Preferably, the plates are arranged in the pack so as not to align with each other the entries 8 and the exits 9 of said plates, leaving them alternately offset upon the same surface of the pack, preferably the upper one, and on the same end of said pack; in this way at each end of the pack are available two sided entry rows mutually offset. All entries lying on the same row are conveyed in a single channeling, respectively 10, 1 1, 12, 13.

The connections are established so that the entries of the row 10 correspond to the exits of the row 12 and then the entries of the row 13 correspond to the exits of the row 11. The terms entry and exit used herein identify the circulation direction of the fluid in the plates so that, in the heat exchanger according to the invention two fluids circulating in counter-phase, i.e. in the opposite direction to one another; the first fluid enters the channeling 10 and exits the channeling 12, the second fluid enters the channeling 13 and exits the channeling 1 1.

In a different embodiment of the heat exchanger according to the invention (Figure 6) the plates are inserted in the pack alternately oriented in opposite directions so that the misalignment of the channeling in each plate generates a pack of plates which has four rows of channels, similarly to that shown in Figure 2.

As for said fluids, they are fluids known in the art, chosen in relation to the type of plant and devices for the absorption and dispersion of energy connected with said plant: in particular the fluid used, may be the fluid commonly known as "technical water", or a fluid containing anti-freeze or even a mixture of liquid and gas. According to the invention, in the geo-thermal plant for the exploitation of renewable energy sources, an entry channeling and the corresponding exit channeling on the opposite end of the pack are connected with a device adapted for receiving cold fluid to be heated, the other entry channeling, and the corresponding exit channeling on the opposite end of the pack are connected with a device adapted for receiving hot fluid to be cooled.

As mentioned above, the two fluids travel in opposite directions within the heat exchanger, thus maximizing the yield, since the exchange of heat between the two fluids that intersect each other is favored by the gap in temperature between the two fluids, always maximum in each point of the channeling within the plate. Preferably, according to the invention the plates are embedded in a material with high thermal capacity which is inserted between plate and plate and covers and encompasses the entire pack of plates.

Still more preferably, this material with high thermal capacity comprises a mixture of cement and bentonite, preferably admixed with siliceous sand and/or quartz sand, in order to maximize the thermal conductivity of the mixture.

The mixture selected by the technician can be prepared case by case,from time to time as needed but the technician will find more convenient to use products already pre-mixed and available on the market. The heat exchanger described above has found advantageous application in a geo- thermal type plant, for the production of energy for industrial and/or domestic purposes, in particular through the use of renewable sources.

The plant according to the invention (Figure 4) comprises a first device 14 adapted for receiving cold fluid to be returned at a higher temperature, a second device 15 adapted for receiving hot fluid to be returned at a lower temperature and the heat exchanger 1 already described.

Said device 14 can be a solar thermal panel, or a hybrid photovoltaic panel, adapted to recover heat from solar radiation, or any source of heat that needs to be cooled, such as the radiator of an internal combustion engine or other similar equipment.

The cooling is achieved by circulating in the channeling 10-12, through a pump 16, a fluid Fl . Said fluid, released from the exchanger at exit 12, cold, is sent to the device 14 where it is heated by removing heat from the device, and then cooling it down.
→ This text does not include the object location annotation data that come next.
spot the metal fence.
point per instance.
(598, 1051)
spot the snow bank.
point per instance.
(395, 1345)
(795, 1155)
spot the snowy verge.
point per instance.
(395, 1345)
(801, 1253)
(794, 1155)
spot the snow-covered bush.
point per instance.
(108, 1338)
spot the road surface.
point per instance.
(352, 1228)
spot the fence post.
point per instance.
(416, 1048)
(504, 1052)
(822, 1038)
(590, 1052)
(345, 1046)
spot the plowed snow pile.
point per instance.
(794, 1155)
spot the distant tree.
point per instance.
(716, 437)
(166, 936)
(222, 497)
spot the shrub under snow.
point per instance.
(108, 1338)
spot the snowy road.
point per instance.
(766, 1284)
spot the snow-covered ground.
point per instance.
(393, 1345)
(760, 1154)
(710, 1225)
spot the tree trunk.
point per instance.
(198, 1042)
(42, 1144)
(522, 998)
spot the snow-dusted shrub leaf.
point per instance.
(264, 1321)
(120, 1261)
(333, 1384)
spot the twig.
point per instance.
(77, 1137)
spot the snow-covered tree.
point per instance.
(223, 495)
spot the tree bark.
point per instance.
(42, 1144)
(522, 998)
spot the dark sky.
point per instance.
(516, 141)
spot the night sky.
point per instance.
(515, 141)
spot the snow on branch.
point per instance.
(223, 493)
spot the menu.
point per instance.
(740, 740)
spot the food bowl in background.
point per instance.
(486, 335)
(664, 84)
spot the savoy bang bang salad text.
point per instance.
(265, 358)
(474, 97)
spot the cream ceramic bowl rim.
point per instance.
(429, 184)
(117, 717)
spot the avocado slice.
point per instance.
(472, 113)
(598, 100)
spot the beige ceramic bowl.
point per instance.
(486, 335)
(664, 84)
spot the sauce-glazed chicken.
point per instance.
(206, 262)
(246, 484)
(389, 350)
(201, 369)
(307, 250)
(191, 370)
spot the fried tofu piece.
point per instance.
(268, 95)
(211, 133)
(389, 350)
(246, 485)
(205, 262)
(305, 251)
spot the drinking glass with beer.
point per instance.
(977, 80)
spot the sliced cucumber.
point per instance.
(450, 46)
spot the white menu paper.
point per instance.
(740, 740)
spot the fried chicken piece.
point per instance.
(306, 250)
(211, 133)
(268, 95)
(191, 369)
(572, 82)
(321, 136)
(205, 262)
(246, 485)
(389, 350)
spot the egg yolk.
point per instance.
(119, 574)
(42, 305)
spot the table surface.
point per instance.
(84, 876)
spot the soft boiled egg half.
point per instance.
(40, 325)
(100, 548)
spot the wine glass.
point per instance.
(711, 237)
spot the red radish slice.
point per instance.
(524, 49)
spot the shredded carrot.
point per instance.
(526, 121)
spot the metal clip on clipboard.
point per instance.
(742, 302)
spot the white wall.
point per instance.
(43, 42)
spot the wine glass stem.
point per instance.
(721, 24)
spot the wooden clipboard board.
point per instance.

The fluid, now at a high temperature, enters into the plates of the exchanger from the entry 10 and during the crossing of the plates yields heat to the second fluid circulating in 13-1 1, in the direction opposite to that of Fl, cooling down, after which is again sent to the device 14.

The second fluid F2, kept in circulation in the system of Figure 4 by way of a pump 19, is used to transfer heat to a third fluid, circulating in the device 15, such as a heat pump, where said third fluid must be heated, or cooled, for a number of possible technical uses, already well known so as not to require for that matter a specific description. See for example, the co-pending patent application N° MI2010A000458 of the same Applicant, filed on March 22, 2010.

In the illustrated case, said third fluid enters, cold, in the device 15 from the entry 17 and exits, hot, from the exit 18.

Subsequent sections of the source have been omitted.